After a protracted legal case, racing driver David Piper has successfully sued motoring journalist and racing driver Mark Hales for mechanical damage that occurred to his Porsche 917 replica during a track test and photo shoot at Cadwell Park in April 2009.
Mark is one of the most gifted and respected historic racing car drivers in the business. There is good reason why he is trusted by many collectors to drive and race some of the world’s most valuable cars. Mark has been, and continues to be, one of Octane’s most trusted writers – very few people can place the reader in the cockpit of a racing car and describe the experience quite as eruditely as Mark can.
Octane was one of a number of magazines that received the feature, set up by Mark Hales directly with David Piper, comparing his Porsche 917 replica and Nick Mason’s Ferrari 512S. Octane was asked to provide insurance cover for the photo shoot and did so; the insurance policy explicitly excluded cover for mechanical failure, which is standard industry practice.
Unfortunately, during the feature, the Porsche 917 suffered engine damage. Mark’s defence was that mechanical failure caused the Porsche to jump out of gear, which led to the engine over-revving. David Piper claimed that Hales failed to engage the gear correctly, which led to engine damage. The engine was rebuilt in Germany for the sum of €37,370 after the incident.

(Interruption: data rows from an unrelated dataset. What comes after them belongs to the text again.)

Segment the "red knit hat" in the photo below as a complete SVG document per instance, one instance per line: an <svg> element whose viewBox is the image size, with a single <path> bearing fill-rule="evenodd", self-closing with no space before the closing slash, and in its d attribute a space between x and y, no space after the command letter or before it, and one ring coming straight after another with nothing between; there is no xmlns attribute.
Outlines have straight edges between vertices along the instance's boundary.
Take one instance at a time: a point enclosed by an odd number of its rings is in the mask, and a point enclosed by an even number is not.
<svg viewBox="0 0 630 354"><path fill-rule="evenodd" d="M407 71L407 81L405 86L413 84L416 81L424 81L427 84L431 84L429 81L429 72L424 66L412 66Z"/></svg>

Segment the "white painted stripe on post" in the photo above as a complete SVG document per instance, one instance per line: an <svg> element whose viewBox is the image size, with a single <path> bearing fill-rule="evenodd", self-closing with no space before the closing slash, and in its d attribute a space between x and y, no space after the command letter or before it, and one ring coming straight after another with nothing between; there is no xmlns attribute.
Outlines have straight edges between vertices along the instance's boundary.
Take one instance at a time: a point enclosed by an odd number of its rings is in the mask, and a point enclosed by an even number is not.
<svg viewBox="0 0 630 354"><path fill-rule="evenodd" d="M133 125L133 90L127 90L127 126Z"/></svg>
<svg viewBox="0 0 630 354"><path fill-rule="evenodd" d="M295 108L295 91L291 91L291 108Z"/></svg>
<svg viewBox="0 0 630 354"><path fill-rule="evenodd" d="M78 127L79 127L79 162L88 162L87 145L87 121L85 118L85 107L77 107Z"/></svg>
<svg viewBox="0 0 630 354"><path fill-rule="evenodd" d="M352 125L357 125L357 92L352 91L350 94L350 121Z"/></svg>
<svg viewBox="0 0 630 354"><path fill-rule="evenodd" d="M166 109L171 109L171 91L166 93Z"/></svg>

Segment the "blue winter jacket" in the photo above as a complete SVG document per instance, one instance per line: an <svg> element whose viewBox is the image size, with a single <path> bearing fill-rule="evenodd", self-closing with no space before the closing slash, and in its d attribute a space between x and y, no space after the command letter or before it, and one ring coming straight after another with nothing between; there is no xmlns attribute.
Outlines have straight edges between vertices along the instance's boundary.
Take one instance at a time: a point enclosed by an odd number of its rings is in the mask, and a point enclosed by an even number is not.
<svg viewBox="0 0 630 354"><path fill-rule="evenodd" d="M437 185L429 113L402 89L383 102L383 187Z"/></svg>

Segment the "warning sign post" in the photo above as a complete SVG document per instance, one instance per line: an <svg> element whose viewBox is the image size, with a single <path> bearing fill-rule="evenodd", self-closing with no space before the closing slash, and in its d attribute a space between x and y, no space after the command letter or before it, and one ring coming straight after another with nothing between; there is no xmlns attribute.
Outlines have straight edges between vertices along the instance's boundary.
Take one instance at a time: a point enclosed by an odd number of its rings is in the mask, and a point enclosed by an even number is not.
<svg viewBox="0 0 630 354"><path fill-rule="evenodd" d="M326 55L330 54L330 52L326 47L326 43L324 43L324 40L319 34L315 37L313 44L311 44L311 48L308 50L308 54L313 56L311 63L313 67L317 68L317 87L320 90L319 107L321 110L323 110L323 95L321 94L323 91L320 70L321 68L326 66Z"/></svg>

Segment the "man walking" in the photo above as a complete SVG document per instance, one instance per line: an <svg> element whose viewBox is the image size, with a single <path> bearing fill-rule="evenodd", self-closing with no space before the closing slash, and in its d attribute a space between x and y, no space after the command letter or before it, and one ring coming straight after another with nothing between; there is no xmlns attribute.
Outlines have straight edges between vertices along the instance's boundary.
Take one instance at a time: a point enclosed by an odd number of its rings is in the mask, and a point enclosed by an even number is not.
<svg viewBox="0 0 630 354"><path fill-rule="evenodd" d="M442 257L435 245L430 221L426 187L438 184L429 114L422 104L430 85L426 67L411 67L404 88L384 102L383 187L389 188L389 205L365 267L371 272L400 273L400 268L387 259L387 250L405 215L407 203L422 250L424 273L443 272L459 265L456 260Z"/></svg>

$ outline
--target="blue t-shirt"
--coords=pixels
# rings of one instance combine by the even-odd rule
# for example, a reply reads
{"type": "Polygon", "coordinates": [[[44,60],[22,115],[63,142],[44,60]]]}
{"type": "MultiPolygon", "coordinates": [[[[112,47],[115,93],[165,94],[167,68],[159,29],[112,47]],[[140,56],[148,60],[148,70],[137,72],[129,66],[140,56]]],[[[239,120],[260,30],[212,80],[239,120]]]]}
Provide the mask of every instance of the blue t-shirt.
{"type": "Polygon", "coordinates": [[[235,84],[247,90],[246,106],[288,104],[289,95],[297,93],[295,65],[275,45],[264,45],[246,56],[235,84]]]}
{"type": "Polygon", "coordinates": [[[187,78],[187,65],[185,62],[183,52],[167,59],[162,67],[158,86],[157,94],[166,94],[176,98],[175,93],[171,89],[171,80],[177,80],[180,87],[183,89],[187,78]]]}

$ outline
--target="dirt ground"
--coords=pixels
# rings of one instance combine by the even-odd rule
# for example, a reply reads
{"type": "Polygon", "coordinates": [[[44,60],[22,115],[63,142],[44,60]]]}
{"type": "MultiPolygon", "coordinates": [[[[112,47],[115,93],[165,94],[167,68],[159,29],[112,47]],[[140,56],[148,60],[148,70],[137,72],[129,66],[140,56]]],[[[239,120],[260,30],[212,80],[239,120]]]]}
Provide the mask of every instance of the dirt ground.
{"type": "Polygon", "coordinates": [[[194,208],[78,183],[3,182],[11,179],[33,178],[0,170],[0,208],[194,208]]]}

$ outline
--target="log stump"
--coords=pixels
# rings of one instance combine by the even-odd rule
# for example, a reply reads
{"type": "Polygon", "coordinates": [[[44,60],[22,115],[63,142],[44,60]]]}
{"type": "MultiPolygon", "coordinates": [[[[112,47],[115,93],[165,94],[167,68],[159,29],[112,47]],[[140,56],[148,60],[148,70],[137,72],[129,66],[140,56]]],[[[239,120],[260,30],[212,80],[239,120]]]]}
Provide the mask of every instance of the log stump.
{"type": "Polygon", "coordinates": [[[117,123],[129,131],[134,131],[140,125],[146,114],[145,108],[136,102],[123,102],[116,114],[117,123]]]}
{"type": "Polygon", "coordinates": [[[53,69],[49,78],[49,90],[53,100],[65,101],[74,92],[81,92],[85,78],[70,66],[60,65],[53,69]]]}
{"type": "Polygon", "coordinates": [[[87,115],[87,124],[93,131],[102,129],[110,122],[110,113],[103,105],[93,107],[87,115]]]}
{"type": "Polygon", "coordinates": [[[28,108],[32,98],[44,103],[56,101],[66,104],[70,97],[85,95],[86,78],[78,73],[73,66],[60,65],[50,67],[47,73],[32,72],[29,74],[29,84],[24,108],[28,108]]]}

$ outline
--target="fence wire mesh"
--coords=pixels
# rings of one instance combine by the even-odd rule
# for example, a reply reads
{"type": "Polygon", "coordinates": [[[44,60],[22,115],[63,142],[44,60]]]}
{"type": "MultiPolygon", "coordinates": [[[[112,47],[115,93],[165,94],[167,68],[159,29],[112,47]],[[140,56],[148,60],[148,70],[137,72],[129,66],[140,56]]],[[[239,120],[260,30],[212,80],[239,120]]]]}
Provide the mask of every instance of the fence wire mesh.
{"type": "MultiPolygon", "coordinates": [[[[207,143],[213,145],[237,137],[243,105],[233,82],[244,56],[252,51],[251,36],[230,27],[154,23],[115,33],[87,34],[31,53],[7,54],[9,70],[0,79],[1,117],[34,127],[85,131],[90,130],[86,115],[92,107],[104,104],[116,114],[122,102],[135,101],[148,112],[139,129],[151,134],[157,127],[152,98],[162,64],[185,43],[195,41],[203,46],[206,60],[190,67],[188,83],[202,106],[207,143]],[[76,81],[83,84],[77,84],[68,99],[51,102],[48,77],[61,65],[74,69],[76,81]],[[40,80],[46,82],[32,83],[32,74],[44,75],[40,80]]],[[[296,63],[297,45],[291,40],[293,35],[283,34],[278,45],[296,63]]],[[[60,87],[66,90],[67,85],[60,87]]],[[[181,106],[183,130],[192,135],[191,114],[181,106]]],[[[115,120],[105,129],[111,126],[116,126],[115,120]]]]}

There is significant risk involved in driving old cars. For professional drivers such as those hired to drive cars at events like the Goodwood Revival, or to test cars for magazine features, there has to be trust between driver and owner. Features in quality publications can add provenance, awareness, and ultimately value to a car, and it is common practice for owners to accept liability for mechanical failure as part of the general cost of ownership of old and hard-used classic racing cars.
Octane was drawn into negotiations between David Piper and AON insurance company, which ultimately refused to pay after prolonged discussions on the basis that the damage was caused as a result of mechanical failure. At that point Octane offered David Piper part-payment towards the repair costs on the basis that it was one of several magazines to publish the feature. Piper refused the offer and unfortunately the case found its way to the High Court.
Mark Hales is left with total payments of around £110,000 plus his own legal bill. He faces bankruptcy and potentially the loss of his home.
This is an extremely unusual and unfortunate case but Octane remains committed to driving the very best historic racing and classic cars regardless of their value. Most owners of these great motor cars are realistic about their usage and testing and will continue to offer Octane magazine the opportunity to feature them.
Octane magazine is supporting and contributing to a fund to help Mark Hales at this difficult time.